If only she could reach that upper floor, but it was far,
so far,
so far …
She gathered the abaya from the chair and wrapped it around herself as she took each timid, terrified step, not breathing, not making a sound,
no sound,
no sound,
no sound …
Her body ached, how it ached now even more with the effort of walking so carefully, all of her muscles tensed and knotted and coiled in fear. If he hadn’t made her swallow the pill she would be steady on her feet, confident that what she saw on the floor was where she saw it. Her pointed toes gingerly explored the freezing cement before taking each step, putting a little weight, just a little, and then more, a little more, and then stepping and feeling out the next step, and the next,
careful …
careful …
But with nothing to hold onto, she could not keep her body from swaying. A false step sent an aluminum container skittering across the floor, and in an instant he had turned, and seen her, and he was on her
in two strides, his arm encircling her and slinging her across the room, back onto the bed, sweat-stained, as he cursed her in a furious but hushed tone, cursed the plotting of women, cursed and cursed as he pinned her, forcing open her already-bruised thighs and plunging into her again and again; one rough hand clamped against her lips, as the floorboards creaked overhead.
CHAPTER 9
Nora awoke, startled to find Ahmad staring down at her.
“What is that on your face?”
She put her hand to her cheek, squinting against the light of the desk lamp he’d turned on. “What time is it?” she asked, her voice low to match his.
“Three o’clock.

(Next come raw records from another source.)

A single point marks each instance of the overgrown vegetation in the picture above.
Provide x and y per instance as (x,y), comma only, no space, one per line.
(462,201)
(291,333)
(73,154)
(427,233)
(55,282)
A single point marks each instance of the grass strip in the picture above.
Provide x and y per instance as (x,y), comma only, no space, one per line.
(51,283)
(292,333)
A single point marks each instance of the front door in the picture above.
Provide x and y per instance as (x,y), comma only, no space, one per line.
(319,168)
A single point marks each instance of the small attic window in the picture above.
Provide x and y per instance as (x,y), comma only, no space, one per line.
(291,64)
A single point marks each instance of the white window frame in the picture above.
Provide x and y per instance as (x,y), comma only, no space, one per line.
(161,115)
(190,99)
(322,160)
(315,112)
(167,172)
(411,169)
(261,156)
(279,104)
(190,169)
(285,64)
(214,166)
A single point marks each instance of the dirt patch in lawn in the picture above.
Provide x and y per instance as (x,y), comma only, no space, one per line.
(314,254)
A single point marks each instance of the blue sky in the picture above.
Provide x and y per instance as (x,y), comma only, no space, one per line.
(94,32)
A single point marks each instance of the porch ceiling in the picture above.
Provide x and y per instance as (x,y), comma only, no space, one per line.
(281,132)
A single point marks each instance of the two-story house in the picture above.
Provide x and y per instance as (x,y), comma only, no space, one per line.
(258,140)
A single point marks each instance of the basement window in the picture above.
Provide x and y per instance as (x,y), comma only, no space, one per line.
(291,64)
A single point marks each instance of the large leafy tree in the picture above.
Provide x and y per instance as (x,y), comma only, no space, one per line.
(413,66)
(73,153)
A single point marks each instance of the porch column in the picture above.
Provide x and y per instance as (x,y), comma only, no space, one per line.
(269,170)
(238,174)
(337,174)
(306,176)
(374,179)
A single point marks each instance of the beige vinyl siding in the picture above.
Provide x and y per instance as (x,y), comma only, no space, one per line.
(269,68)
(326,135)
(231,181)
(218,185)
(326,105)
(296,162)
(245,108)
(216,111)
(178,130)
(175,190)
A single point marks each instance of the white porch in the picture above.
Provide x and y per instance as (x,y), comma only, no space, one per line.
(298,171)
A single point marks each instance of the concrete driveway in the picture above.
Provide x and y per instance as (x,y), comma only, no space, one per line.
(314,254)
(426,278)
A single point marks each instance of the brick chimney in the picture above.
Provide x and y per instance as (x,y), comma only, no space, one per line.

I saw your shoes on the rack, so I knew you were home. I was expecting to find you with a hickey or something, not bruises—”
Forty-eight hours in the hospital had been more than Nora could handle. When her doctor had made his rounds on the second night, she badgered him until she and her internal and external contusions ended up with a prescription for plump ibuprofen and her release papers. Now she sat up, adjusting the pillows behind her, eyes narrowed. “What do you know about hickeys, boy?”
“Enough to know I’d prefer you have one to what you’ve got there. Tell me Special Agent Colleague didn’t do that to you,” he said. His brown eyes were wide and filled with concern.
She smiled. “Special Agent Colleague didn’t do that to me.”
“Then what, Nora? Were you even with him?”
“His name is Ben, Ahmad. And no, I wasn’t with Ben. I was in the hospital.”
Ahmad clapped his palm to his forehead, his eyes wide, but Nora raised a hand. “It’s okay, habibi. Really it is.”
“Can you talk about it with me?”
She wanted to more than anything else in the world. She missed talking to Ahmad. It used to be that she told him everything—well, almost everything. He had known more gossip about her four by 400-meter relay team than the team itself. But something had changed. There was too much, now. Where could she start? The details about Hafsa’s death? The drive-by and her bruised rib? The leads that brought them to Basheera and her story about the Somalis? Could she really tell him about the exploding window at Manakeesh and Basheera lying dead on Walnut Street? Or how she’d pursued the man on foot, and the sound of that trigger clicking—? She realized with a pang that she really wasn’t a rookie anymore. Too much had happened. And she could no longer take her work stories to her little brother for processing. She needed a friend.